StepOne wrote:Thanks for the response - it does make things a lot simpler ignoring the 1000 minute bundles (or, at least, do the calculations for 500 minute bundles, then converting to 1000 at the end is trivial).
The missing piece is that the rate for International Calls is not always £2 a minute - it depends where you are calling. There could be handsets with 200 minutes of calls costing £14, so they would be better with no bundles.
I'm trying to solve this in Excel, so what I really want is s formula that tells me for 'x' minutes called at a cost of 'y' pence, how many 500 minute bundles should I buy. Another similar formula should then be able to tell me how many hundred minute bundles.
For
general problems of this type, it's basically known (or to be precise, very strongly suspected) that there is no simple formula. The branch of mathematics concerned with such problems in general is called "integer programming", and if one looks at the Wikipedia page on the subject, one rapidly comes across terms such as "NP-complete" and "NP-hard". Those terms basically say that if the general integer programming problems can be solved reasonably efficiently, such as by a simple formula, so can an enormous number of other problems that people have spent a lot of effort on, trying to find reasonably efficient solutions, without success. Those problems include (for instance) breaking all the cryptosystems used to make electronic financial transactions secure...
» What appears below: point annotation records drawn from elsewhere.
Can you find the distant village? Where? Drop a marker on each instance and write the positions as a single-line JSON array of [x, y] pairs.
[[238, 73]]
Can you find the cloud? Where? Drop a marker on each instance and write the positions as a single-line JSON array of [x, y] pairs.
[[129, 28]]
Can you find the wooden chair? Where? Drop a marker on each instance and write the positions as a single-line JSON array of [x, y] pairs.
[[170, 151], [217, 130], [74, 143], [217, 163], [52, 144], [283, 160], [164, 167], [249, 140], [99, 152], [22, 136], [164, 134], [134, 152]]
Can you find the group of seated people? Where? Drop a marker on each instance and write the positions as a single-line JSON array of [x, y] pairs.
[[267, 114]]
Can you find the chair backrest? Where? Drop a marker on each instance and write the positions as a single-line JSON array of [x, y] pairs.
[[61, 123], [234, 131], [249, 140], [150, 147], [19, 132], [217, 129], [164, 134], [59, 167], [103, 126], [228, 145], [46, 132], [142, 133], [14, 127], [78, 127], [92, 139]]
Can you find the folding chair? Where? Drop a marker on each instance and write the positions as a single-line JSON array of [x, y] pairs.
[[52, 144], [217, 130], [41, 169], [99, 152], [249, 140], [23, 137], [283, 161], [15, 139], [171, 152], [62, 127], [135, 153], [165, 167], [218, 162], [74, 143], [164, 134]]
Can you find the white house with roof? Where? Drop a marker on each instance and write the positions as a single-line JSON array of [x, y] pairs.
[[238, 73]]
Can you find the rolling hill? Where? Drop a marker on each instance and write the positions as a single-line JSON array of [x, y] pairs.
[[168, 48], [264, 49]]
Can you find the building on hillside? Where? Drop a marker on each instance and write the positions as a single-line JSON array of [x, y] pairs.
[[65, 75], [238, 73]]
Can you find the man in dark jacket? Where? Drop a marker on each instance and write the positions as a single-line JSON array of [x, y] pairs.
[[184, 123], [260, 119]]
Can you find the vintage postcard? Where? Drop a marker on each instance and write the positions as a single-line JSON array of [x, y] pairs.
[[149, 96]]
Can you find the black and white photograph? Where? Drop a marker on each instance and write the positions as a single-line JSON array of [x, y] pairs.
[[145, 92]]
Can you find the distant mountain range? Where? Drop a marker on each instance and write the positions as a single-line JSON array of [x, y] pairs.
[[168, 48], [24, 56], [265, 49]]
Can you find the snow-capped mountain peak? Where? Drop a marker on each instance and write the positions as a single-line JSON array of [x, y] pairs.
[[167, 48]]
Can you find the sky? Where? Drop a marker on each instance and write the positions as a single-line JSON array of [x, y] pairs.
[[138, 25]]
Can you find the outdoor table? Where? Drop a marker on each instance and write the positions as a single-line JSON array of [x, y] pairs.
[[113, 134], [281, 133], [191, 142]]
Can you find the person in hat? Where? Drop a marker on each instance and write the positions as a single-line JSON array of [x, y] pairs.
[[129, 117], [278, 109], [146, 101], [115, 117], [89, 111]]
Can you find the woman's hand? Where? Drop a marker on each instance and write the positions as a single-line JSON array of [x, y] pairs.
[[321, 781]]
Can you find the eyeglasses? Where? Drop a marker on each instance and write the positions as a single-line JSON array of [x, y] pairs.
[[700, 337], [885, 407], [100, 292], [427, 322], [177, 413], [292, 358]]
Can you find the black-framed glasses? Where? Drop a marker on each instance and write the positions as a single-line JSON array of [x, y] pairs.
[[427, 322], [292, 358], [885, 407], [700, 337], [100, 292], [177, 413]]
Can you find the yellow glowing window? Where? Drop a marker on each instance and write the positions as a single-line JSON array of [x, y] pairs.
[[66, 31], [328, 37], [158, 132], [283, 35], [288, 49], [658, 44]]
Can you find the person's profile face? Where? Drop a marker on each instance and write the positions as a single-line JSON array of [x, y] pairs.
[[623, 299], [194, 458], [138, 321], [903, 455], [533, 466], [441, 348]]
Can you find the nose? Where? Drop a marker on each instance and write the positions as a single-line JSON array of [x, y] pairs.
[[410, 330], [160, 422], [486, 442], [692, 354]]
However, that doesn't preclude getting formula solutions to sufficiently simple integer programming problems, and your example looks sufficiently simple to me. Specifically, for your problem as originally stated, as SteelCamel has pointed out it can be reduced to asking to reduce the cost 2A+15B+50C for A 'bundles' of 1 minute, B bundles of 100 minutes and C bundles of 500 minutes to a minimum, subject to the number of minutes A+100B+500C being at least x. And as SteelCamel has also pointed out, we know that whatever the value of x, A <= 7 and B <= 3, since a purchase of 8 single minutes can have the number of minutes increased
and the cost reduced by instead buying a 100-minute bundle, and similarly for a purchase of 4 100-minute bundles by instead buying a 500-minute bundle.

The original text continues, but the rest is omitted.